Seshagiri S, Khalil H K
Scientific Research Lab, Ford Motor Company, Dearborn, MI 48121, USA.
IEEE Trans Neural Netw. 2000;11(1):69-79. doi: 10.1109/72.822511.
An adaptive output feedback control scheme for the output tracking of a class of continuous-time nonlinear plants is presented. An RBF neural network is used to adaptively compensate for the plant nonlinearities. The network weights are adapted using a Lyapunov-based design.

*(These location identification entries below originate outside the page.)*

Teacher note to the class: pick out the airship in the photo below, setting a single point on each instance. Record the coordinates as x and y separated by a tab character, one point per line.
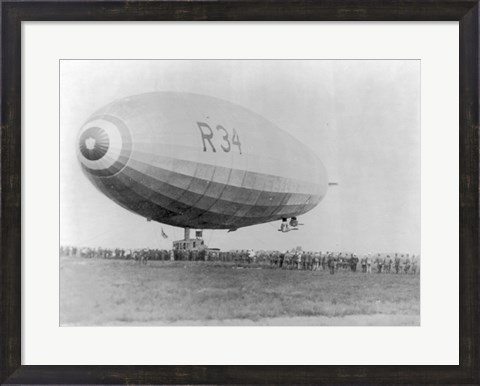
196	161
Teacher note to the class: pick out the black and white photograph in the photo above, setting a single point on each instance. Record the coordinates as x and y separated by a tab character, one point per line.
240	192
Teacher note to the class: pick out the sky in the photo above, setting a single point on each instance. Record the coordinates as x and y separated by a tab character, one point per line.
361	117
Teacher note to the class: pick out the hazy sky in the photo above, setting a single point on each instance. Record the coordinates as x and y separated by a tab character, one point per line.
362	118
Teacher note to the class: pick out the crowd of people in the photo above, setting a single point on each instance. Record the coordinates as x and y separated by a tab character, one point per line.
333	262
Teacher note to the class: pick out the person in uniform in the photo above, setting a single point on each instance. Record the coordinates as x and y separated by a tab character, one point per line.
414	265
397	263
388	264
354	262
316	261
331	263
407	264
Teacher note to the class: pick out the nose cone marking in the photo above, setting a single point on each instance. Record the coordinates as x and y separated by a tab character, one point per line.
94	143
104	146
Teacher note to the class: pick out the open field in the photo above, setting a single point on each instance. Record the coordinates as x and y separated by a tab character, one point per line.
119	292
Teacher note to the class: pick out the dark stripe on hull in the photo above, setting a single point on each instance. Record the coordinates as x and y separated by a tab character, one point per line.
151	198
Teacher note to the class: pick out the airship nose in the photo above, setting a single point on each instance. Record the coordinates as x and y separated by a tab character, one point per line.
94	143
104	146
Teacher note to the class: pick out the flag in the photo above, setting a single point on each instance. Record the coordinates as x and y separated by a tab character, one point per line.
164	235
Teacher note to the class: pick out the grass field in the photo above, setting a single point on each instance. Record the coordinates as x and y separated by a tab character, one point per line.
113	292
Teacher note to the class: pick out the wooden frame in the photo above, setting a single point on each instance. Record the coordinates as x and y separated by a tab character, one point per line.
14	12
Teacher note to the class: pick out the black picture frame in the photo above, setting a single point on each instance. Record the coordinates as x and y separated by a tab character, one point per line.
14	12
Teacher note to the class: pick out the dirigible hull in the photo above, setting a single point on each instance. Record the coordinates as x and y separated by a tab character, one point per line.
194	161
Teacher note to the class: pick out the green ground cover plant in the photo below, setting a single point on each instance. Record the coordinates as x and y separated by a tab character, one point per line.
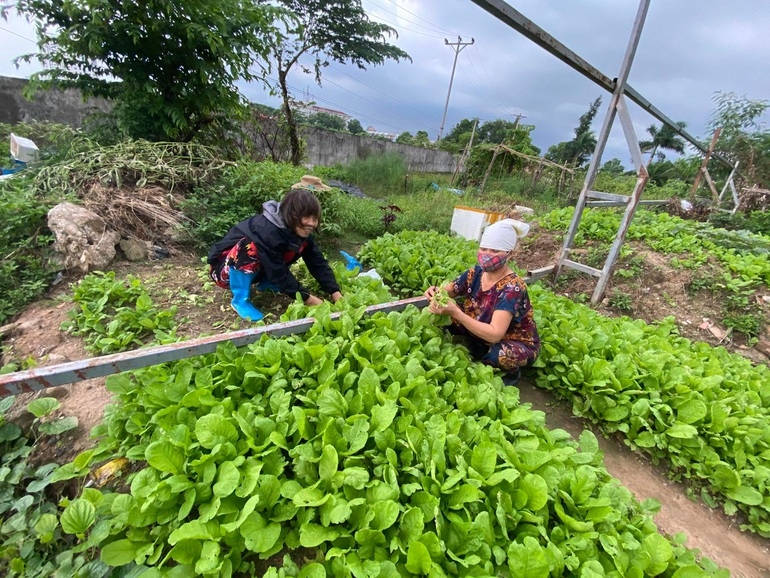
700	408
25	267
34	540
412	261
373	442
114	315
744	257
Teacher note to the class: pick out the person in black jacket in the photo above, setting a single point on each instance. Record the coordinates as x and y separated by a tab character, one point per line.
262	248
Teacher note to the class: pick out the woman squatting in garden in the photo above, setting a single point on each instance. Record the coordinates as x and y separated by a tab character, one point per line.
496	313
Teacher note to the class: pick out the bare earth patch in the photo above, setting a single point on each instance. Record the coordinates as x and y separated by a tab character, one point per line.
657	291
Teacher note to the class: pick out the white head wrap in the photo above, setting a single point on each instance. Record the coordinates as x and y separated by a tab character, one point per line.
502	235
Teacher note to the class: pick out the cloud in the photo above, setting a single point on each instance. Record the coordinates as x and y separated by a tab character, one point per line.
687	52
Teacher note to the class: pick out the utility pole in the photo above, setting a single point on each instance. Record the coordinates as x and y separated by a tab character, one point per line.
457	47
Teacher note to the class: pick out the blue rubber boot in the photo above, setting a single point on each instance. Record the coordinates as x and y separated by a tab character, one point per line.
240	285
352	262
266	285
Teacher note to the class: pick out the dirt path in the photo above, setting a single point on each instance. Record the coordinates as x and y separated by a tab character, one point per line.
205	311
714	534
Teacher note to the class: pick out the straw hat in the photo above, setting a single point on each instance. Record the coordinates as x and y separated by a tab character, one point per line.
311	183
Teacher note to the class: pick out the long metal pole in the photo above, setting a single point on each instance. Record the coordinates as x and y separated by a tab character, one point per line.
459	46
604	133
526	27
54	375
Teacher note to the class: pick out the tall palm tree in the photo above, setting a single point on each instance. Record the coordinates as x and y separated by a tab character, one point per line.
663	137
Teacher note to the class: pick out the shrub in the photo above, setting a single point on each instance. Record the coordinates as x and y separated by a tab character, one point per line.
24	268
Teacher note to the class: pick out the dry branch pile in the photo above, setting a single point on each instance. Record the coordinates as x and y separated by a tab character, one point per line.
137	186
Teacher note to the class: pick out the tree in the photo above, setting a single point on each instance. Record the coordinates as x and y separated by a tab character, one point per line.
327	30
354	126
497	131
743	138
456	139
578	150
327	121
421	139
170	67
663	137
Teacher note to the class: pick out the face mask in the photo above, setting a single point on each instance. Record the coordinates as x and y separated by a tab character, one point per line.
490	262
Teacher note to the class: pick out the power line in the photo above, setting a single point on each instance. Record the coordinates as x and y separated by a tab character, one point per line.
341	107
491	99
457	47
423	19
375	104
16	34
397	26
379	91
399	16
493	94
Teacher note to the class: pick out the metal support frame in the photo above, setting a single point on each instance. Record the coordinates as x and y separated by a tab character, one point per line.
64	373
731	183
620	91
617	107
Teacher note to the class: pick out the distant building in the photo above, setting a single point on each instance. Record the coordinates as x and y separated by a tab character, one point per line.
371	131
307	108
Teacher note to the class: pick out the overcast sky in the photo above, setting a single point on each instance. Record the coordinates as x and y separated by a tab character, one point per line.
689	50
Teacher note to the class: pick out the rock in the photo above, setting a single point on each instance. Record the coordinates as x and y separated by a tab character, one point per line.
82	237
133	250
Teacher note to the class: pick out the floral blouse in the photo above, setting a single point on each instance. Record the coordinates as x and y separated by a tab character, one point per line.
508	294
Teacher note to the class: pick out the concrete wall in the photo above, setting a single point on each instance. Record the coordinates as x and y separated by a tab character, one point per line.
328	148
62	106
325	148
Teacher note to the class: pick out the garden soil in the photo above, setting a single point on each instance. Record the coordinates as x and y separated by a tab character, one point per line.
35	339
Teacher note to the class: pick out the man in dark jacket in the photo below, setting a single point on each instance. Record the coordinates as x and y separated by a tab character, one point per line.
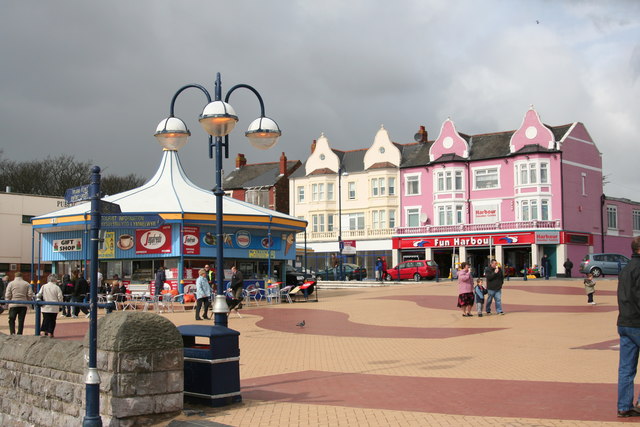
237	286
495	278
629	331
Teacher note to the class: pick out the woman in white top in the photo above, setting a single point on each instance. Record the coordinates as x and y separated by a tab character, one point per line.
51	292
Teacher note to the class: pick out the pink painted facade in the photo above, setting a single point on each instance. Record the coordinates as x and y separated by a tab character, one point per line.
541	185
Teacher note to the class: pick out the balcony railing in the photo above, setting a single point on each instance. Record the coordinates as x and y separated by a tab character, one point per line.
385	233
469	228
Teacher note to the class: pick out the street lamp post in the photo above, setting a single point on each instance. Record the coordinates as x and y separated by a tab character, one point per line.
341	171
218	119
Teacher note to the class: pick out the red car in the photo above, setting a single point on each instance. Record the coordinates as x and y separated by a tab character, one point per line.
414	269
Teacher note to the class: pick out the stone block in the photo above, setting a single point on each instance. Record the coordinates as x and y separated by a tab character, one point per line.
135	362
169	403
131	406
168	360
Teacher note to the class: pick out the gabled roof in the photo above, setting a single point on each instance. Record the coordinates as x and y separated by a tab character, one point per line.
257	175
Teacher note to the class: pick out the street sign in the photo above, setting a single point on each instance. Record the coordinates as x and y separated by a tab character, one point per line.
108	207
131	221
77	194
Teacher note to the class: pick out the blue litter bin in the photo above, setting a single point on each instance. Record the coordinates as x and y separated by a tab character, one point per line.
211	365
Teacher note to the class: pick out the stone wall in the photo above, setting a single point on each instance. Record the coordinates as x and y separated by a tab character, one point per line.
140	362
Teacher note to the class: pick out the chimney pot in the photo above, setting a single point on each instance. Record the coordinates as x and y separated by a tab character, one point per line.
240	161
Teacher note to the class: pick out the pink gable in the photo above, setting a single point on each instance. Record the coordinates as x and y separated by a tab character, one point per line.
532	131
448	142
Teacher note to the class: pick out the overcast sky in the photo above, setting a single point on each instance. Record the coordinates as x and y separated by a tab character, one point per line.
93	79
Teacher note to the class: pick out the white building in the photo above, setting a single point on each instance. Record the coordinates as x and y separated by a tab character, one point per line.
16	211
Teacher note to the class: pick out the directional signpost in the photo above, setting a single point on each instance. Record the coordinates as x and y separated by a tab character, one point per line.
78	194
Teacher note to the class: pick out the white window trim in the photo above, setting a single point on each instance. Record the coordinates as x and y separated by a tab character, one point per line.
539	200
436	211
453	171
537	162
479	168
418	175
406	214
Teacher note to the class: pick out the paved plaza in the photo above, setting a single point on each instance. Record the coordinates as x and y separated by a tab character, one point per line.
404	355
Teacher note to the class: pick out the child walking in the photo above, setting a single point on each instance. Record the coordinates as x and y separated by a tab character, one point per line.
590	288
479	291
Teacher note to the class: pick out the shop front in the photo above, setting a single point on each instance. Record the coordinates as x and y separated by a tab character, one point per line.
169	222
514	250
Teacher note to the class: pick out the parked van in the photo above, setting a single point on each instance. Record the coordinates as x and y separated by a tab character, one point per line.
416	269
601	264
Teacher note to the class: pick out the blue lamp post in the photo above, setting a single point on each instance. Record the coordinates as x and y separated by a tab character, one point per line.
218	119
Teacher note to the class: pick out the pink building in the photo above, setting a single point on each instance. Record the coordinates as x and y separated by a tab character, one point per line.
513	196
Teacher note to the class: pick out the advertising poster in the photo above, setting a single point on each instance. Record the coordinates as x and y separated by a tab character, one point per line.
106	249
191	240
156	241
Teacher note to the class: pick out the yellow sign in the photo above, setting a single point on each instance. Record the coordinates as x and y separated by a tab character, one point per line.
260	253
106	249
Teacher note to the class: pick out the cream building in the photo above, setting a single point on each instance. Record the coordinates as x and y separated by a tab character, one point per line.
16	211
366	193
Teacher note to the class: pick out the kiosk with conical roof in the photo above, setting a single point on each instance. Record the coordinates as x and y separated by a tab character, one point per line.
170	222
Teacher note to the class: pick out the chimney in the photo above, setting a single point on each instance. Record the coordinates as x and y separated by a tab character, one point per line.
240	161
422	135
283	164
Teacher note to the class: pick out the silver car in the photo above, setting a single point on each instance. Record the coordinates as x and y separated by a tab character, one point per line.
601	264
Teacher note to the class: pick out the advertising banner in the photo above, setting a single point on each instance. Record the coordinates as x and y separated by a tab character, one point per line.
156	241
107	249
67	245
191	240
468	240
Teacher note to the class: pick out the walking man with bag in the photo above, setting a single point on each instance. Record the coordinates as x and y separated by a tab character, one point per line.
629	330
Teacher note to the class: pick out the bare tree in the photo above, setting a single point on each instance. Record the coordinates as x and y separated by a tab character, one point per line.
53	176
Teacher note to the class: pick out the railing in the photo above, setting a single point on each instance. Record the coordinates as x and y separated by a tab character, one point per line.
466	228
369	233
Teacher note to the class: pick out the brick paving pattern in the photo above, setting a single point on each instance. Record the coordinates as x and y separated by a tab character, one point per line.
404	355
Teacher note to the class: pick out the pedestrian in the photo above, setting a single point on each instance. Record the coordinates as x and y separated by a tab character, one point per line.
67	293
3	287
80	290
590	288
479	292
203	293
495	278
50	292
237	286
211	277
18	290
159	282
629	330
568	265
379	277
545	262
465	289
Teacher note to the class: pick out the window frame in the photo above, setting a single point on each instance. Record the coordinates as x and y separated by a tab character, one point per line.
485	172
409	180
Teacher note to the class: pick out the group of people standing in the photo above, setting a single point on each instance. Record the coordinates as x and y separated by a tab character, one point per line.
206	287
468	294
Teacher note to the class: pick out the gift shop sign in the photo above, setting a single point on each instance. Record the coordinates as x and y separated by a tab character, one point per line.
465	240
156	241
547	237
191	240
67	245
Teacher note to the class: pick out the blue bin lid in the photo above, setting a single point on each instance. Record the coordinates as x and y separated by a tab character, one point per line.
206	331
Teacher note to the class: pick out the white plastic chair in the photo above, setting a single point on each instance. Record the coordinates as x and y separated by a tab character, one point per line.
252	293
284	293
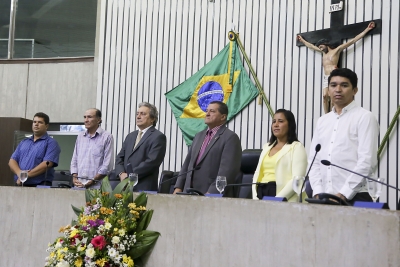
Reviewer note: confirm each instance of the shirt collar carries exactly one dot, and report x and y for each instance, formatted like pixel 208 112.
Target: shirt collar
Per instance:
pixel 145 130
pixel 42 137
pixel 99 131
pixel 347 108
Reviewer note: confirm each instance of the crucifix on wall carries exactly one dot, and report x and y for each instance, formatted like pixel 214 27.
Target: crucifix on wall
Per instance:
pixel 329 41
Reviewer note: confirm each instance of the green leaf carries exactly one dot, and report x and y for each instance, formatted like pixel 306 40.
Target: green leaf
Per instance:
pixel 90 194
pixel 144 220
pixel 145 240
pixel 119 189
pixel 77 211
pixel 105 185
pixel 141 200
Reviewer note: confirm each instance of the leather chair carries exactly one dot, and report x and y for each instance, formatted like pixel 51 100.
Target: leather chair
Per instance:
pixel 166 184
pixel 62 180
pixel 249 163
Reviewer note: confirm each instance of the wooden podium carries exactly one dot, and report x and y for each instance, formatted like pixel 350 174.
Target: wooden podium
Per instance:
pixel 8 127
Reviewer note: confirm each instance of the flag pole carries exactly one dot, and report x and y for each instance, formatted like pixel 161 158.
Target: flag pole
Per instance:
pixel 389 130
pixel 235 37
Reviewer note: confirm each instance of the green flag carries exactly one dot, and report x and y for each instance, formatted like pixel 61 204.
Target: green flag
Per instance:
pixel 221 79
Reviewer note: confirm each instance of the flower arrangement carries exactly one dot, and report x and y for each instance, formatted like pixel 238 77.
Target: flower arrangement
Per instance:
pixel 109 231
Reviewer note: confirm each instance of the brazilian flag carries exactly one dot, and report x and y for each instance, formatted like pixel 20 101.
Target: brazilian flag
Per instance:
pixel 221 79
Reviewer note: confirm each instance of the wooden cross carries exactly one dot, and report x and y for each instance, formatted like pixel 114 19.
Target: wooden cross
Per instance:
pixel 338 31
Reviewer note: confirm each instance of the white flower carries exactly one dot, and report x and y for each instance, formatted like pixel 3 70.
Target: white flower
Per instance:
pixel 107 226
pixel 121 232
pixel 90 252
pixel 112 253
pixel 62 263
pixel 115 240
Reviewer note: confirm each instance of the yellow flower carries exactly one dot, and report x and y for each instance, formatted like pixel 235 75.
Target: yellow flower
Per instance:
pixel 78 262
pixel 101 262
pixel 121 232
pixel 127 260
pixel 62 229
pixel 90 252
pixel 81 248
pixel 106 211
pixel 107 226
pixel 60 254
pixel 73 233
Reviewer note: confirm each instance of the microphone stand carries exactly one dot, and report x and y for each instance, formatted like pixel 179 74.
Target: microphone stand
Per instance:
pixel 317 149
pixel 325 162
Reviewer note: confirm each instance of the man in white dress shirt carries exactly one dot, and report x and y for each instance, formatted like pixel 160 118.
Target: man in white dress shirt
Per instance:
pixel 349 138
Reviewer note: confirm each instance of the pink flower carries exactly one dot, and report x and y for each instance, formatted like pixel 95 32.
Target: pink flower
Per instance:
pixel 99 242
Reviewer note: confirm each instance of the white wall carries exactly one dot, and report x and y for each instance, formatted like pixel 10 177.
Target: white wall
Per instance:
pixel 62 90
pixel 149 47
pixel 202 231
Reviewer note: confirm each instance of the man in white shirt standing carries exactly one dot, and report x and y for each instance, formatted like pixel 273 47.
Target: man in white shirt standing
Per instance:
pixel 349 138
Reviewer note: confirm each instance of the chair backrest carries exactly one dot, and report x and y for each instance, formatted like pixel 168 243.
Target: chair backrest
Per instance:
pixel 166 185
pixel 113 178
pixel 249 163
pixel 61 179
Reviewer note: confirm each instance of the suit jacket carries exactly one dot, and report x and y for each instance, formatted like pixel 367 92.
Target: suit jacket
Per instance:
pixel 291 161
pixel 222 157
pixel 145 159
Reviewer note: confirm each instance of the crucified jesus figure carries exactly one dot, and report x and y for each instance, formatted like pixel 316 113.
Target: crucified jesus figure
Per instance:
pixel 330 58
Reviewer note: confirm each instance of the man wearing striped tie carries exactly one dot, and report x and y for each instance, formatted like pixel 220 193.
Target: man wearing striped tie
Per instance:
pixel 216 151
pixel 144 149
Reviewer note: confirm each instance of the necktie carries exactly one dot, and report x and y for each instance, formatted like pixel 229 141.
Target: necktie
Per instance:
pixel 204 145
pixel 138 138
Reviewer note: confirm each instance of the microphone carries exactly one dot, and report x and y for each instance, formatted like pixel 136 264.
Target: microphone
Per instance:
pixel 84 178
pixel 328 163
pixel 245 184
pixel 45 174
pixel 176 176
pixel 317 149
pixel 129 168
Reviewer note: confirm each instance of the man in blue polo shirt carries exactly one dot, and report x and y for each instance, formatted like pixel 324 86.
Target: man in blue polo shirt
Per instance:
pixel 36 154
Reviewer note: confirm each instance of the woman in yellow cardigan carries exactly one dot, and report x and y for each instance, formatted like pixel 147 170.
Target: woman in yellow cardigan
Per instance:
pixel 282 158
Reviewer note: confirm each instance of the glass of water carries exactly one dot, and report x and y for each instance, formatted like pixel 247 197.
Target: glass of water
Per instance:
pixel 83 178
pixel 375 188
pixel 298 182
pixel 23 176
pixel 133 178
pixel 220 183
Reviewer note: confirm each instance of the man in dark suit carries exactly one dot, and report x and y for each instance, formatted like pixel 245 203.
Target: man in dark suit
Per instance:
pixel 144 149
pixel 216 151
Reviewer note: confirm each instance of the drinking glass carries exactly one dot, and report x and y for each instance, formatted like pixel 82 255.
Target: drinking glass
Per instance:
pixel 83 178
pixel 220 183
pixel 134 178
pixel 298 182
pixel 23 176
pixel 375 188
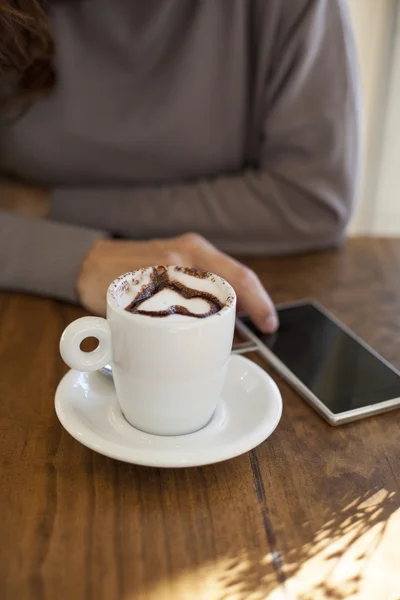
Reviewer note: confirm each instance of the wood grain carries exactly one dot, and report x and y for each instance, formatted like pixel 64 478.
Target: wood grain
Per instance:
pixel 312 513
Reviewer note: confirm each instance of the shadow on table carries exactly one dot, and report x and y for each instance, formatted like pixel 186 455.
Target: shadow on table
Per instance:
pixel 194 539
pixel 336 560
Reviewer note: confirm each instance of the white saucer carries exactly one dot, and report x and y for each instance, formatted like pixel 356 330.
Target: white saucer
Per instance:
pixel 250 410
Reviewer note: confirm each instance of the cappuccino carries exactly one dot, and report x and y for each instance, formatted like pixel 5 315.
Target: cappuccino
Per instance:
pixel 174 292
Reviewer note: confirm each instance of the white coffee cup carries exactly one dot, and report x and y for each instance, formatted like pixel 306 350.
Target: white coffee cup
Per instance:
pixel 168 371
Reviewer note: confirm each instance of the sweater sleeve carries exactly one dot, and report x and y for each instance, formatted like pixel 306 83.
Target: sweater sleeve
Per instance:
pixel 299 195
pixel 42 257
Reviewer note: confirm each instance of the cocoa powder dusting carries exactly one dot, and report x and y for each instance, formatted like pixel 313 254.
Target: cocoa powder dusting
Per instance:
pixel 160 280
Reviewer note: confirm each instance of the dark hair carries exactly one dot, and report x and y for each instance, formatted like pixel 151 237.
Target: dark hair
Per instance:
pixel 26 53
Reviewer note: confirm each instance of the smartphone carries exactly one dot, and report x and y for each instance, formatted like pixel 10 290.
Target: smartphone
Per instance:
pixel 326 363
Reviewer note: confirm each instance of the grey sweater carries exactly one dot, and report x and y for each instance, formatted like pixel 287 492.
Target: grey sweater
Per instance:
pixel 234 118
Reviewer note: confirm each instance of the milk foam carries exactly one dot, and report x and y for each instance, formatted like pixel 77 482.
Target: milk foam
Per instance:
pixel 132 284
pixel 166 298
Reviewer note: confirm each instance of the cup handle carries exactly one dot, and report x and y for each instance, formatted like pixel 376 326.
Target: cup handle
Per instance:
pixel 74 335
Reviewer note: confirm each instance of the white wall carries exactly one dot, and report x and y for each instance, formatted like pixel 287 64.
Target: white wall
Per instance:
pixel 387 206
pixel 373 26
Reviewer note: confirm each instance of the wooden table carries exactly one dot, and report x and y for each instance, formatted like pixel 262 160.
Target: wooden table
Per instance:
pixel 312 513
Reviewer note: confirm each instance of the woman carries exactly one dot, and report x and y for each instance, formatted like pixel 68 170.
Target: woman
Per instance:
pixel 236 119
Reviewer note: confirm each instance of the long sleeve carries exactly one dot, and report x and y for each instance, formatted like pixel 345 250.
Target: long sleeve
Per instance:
pixel 42 257
pixel 299 193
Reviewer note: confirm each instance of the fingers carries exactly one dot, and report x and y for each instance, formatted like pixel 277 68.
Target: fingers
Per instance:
pixel 252 296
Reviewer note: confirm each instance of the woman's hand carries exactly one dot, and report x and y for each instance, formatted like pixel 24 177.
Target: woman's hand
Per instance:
pixel 26 200
pixel 109 258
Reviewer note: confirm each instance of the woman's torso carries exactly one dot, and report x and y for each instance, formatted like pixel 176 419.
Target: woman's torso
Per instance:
pixel 147 92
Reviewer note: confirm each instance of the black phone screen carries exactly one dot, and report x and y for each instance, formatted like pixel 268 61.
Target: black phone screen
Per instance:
pixel 334 366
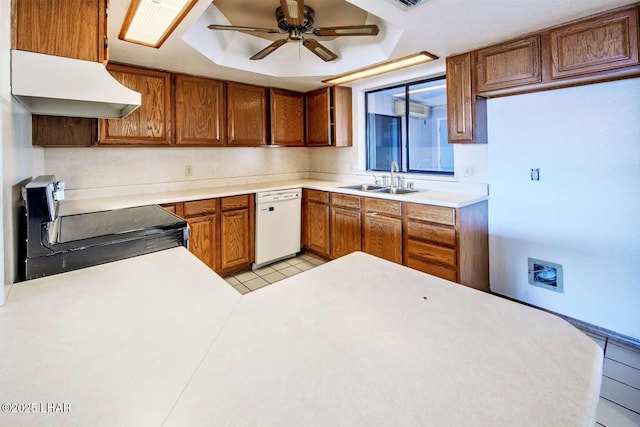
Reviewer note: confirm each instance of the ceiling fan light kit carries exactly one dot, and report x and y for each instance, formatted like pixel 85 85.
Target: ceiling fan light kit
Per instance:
pixel 383 67
pixel 296 20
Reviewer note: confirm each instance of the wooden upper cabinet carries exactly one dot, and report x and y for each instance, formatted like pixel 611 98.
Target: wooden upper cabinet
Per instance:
pixel 466 113
pixel 594 45
pixel 287 117
pixel 150 124
pixel 246 115
pixel 201 110
pixel 509 64
pixel 329 117
pixel 55 131
pixel 69 28
pixel 318 122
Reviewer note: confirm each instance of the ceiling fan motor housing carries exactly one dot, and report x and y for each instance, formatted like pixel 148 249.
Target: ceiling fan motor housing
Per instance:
pixel 307 23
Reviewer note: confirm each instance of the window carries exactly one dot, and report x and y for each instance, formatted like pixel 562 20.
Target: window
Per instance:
pixel 408 124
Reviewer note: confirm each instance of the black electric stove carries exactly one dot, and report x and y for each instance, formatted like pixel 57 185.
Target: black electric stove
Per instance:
pixel 55 244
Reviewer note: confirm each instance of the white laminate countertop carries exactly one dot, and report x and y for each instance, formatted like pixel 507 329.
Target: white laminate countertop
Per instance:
pixel 432 197
pixel 161 340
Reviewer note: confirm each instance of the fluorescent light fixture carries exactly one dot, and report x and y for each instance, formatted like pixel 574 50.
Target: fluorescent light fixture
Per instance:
pixel 422 90
pixel 384 67
pixel 151 22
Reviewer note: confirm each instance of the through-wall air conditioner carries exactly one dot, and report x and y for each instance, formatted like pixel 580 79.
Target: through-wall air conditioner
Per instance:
pixel 417 111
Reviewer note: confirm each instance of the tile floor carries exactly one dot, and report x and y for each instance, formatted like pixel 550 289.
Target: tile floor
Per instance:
pixel 252 280
pixel 619 404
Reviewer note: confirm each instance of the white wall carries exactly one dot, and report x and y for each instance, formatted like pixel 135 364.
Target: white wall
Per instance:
pixel 153 169
pixel 584 213
pixel 19 160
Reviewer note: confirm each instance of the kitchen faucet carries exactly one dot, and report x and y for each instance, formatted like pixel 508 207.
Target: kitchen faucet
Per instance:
pixel 392 176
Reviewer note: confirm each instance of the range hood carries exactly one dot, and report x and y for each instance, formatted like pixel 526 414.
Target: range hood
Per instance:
pixel 56 86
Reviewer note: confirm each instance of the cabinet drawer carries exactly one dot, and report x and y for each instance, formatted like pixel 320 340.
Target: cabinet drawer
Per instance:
pixel 317 196
pixel 433 269
pixel 171 207
pixel 200 207
pixel 345 200
pixel 234 202
pixel 433 253
pixel 431 232
pixel 384 207
pixel 438 214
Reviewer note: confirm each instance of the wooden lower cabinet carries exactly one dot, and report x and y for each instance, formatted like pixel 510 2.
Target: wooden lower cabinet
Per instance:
pixel 346 225
pixel 316 222
pixel 237 233
pixel 448 243
pixel 222 231
pixel 382 229
pixel 203 237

The method uses parameter projection, control saturation, and a high-gain observer to achieve semi-global uniform ultimate boundedness. The effectiveness of the proposed method is demonstrated through simulations. The simulations also show that by using adaptive control in conjunction with robust control, it is possible to tolerate larger approximation errors resulting from the use of lower order networks.
提出了一种用于一类连续时间非线性对象输出跟踪的自适应输出反馈控制方案。采用径向基函数(RBF)神经网络对对象非线性进行自适应补偿。利用基于李雅普诺夫的设计方法对网络权值进行调整。该方法采用参数投影、控制饱和和高增益观测器来实现半全局一致最终有界性。通过仿真验证了所提方法的有效性。仿真还表明,通过将自适应控制与鲁棒控制相结合,可以容忍因使用低阶网络而产生的较大逼近误差。